An inside look at the life of Benjamin Netanyahu
Amnon Cohen
The Bibi Files gives us a look at the sordid affairs inside the household of Israel Prime Minister Benjamin Netanyahu.
The documentary consists of excerpts from over 10,000 hours of recordings of police interrogations of Netanyahu and his associates which were leaked to the makers of the film. The footage is damning, exposing the corruption of Netanyahu, where he accepted bribes and favours from capitalists Arnon Milchan, Sheldon Adelson, and Shaul Elovitch, in return for political favours.
In the case of Shaul Elovitch, he prevented his bankruptcy by organising funds for him, in return for getting favourable coverage, bordering on adulation, in ‘Walla! News’ which was at the time the main internet news site in Israel. In the case of Arnon Milchan, Netanyahu mobilised the Israeli foreign ministry to press the US State department not to cancel Milchan’s visa allowing him to reside in the US.

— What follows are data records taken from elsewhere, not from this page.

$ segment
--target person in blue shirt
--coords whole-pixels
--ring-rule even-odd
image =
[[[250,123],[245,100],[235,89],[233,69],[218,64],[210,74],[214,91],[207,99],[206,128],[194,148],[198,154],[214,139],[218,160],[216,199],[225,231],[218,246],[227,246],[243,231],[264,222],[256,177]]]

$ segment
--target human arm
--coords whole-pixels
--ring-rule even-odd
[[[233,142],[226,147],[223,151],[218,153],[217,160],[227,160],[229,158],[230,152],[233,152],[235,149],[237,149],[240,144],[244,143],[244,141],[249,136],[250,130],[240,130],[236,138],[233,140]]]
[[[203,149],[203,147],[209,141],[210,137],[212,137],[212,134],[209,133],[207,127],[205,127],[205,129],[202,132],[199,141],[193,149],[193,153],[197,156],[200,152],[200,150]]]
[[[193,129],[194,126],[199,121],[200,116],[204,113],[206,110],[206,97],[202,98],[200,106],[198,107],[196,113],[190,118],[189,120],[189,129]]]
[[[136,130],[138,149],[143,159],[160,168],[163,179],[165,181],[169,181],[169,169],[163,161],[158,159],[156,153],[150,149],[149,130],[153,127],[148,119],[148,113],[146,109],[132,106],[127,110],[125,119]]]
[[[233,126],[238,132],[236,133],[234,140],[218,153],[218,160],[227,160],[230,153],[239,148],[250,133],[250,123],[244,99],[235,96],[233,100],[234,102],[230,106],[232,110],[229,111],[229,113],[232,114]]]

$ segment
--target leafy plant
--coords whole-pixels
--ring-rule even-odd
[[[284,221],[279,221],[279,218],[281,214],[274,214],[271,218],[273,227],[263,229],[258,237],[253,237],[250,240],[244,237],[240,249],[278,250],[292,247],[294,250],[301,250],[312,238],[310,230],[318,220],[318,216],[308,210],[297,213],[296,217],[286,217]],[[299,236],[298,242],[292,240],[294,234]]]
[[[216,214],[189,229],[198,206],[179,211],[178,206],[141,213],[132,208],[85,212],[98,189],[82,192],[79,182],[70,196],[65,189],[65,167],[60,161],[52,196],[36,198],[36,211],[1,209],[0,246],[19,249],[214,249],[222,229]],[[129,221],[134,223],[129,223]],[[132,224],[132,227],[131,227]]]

The film also contains commentary by the former head of Israel’s security agency, Ami Ayaon, who says: “After the catastrophe on the 7 October, the war became another instrument to stay in power. He survived in a state of war. He survived in a state of instability. He survived when we fight each other”.
The footage of the police interviews shows the arrogance and sense of entitlement of Netanyahu, his wife Sarah and his Son Yair. Netanyahu is clearly lying when he describes the allegations against him as “ridiculous”. Sarah describes her husband’s treatment by the police as “outrageous” saying: “Do you know how much respect he gets when he visits America?” Their son Yair – who lives in Miami, apparently under the tutelage of one of Netanyahu’s billionaire benefactors, thereby evading military service during the war – describes the police as like the Gestapo.
The fact that video footage of the police interrogation of the PM has been released shows the deep splits among the capitalist class in Israel. Netanyahu – an Israeli Trump-like figure – has been in power for most of the last 15 years. Big sections of the Israeli capitalists correctly fear him, his provocative actions, and his alliance with ultra-nationalist settler parties. Regional instability threatens their investments and undermine their profits. The judicial system has been used to try to depose him. Netanyahu, like Trump, responded by painting himself as the ‘enemy of the establishment’ (despite having been PM for so long). This was also the basis of Netanyahu’s ‘judicial reforms’ which attempt to give him control of the judiciary, to prevent the courts from convicting him in his four trials which have been ongoing since 2020. In order to carry out these ‘reforms’, Netanyahu brought fascistic far-right parties like Ozma Yehudit into his government.
The documentary does a good job of exposing the corruption and arrogance of Netanyahu and his inner circle. But it sees him as the source of the crisis in Israeli society. But the rise of reactionary right populists like Netanyahu and Trump are not the cause of the crisis of capitalism but its reflection. Netanyahu’s survival for so long, despite his responsibility for calamities and his corruption, is the result of the failure to create a political alternative, because no alternative which bases itself on capitalism can offer anything to ordinary Israelis. Ultimately a workers’ party armed with a socialist programme which offers a future to ordinary working-class people is necessary.